Transformation efficiency was calculated as number of transformants

μL-1 of plasmid DNA (Patwardhan et al., 2008). An API assay identified 44 isolates obtained from urine samples as A. baumannii and three as Acinetobacter lwoffii, while urinary catheter samples yielded three A. baumannii isolates. CSH indices for all the 50 isolates of Acinetobacter obtained from UTI and urinary catheters were determined www.selleckchem.com/products/Staurosporine.html and they varied from 34% to 79.4%. Nine strains had an HI value between 30% and 40%; six isolates displayed HI values between 41% and 50%; for seven isolates the HI values were between 51% and 60%. For the majority of the strains (22), the HI values varied between 61% and 70%. The six strains of A. baumannii (A1, A2, A3, A4, A5 and A6) that showed the highest hydrophobicity indices are listed in Table 1. Six isolates with the lowest HI values (A45–A50) were also selected. Escherichia coli HB101 and P. aeruginosa PA01 were used as the negative and positive control cultures, respectively. The difference between Roxadustat concentration the six strains with the highest HI values and six with the lowest HI values was found to be significantly different with P<0.05. Twenty isolates displayed lectin activity while the remaining 30 did not. A1–A6 produced lectins and A45–A50 did not. Figure 1a shows the HI values of the six strains that produced lectins and displayed the highest HI values (A1, A2, A3, A4, A5 and

A6). These values were compared with those strains that had the lowest HI indices and did not produce lectins (designated as A45, A46, A47, A48, A49 and A50).
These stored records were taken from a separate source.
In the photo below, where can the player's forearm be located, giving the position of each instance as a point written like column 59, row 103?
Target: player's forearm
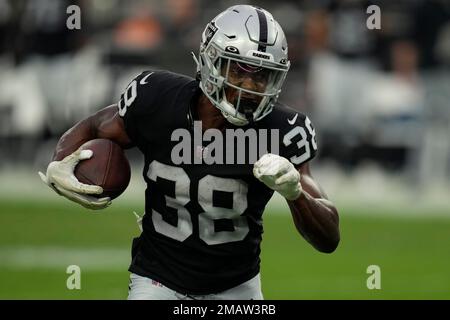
column 73, row 138
column 317, row 221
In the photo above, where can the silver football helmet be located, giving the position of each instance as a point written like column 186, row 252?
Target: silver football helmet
column 243, row 41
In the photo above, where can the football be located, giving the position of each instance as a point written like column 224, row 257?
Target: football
column 108, row 167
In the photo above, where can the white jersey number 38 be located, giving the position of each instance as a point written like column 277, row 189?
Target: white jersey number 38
column 206, row 220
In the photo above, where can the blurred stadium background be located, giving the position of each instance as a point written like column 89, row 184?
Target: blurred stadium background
column 379, row 100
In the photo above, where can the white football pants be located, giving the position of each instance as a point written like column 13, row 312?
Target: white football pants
column 142, row 288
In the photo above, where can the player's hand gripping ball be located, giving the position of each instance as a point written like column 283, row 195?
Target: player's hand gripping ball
column 279, row 174
column 103, row 174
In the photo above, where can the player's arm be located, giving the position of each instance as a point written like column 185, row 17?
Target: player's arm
column 315, row 217
column 60, row 176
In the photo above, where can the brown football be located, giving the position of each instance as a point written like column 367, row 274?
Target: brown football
column 108, row 167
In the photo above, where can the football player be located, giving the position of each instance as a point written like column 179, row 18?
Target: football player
column 203, row 224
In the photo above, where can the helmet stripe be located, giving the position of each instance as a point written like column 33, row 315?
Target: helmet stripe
column 262, row 30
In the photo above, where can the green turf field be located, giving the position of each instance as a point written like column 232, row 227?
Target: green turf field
column 38, row 240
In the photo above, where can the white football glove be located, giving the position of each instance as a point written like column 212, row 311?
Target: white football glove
column 278, row 174
column 61, row 178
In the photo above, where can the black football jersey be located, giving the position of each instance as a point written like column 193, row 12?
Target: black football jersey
column 203, row 223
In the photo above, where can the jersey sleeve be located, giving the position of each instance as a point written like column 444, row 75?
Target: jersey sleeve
column 298, row 139
column 136, row 103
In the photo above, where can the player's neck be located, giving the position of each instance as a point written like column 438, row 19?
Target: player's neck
column 210, row 116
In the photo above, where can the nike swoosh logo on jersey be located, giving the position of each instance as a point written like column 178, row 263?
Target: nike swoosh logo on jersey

Standard lectin (phytohemagglutinin) displayed hemagglutination, while normal saline and uninoculated

LB used as negative controls did not show any reaction. The biofilm formation abilities of all the 50 isolates were determined. Quantitative analysis of biofilms formed by A. baumannii on glass and polypropylene surfaces showed that shaking conditions were suitable for biofilm formation. The biofilm formation Sclareol by strains of Acinetobacter with high hydrophobicity (A1–A6) was higher and significant difference was observed compared to strains to low hydrophobicity (A45–A50) with less biofilm-forming ability with P<0.001 (Fig. 1b). Adhesion of A. baumannii on polypropylene was higher than on glass surfaces (Fig. 2). Figure 1 depicts biofilm formation by a representative A. baumannii isolate (A3). The biofilm formation by P. aeruginosa PAO1 was found to be similar to that of A. baumannii, while E. coli was ineffective in forming biofilms on these surfaces (results not shown). Biofilms of six A. baumannii isolates were formed optimally at 30 °C, at pH 7.0 and when supplemented with 5.0 g L−1 NaCl. The results of A. baumannii A3 were shown as a representative isolate. Light microscopic examination of biofilm-forming A. baumannii cells attached to the polycarbonate and glass surfaces were performed and quantified with crystal violet.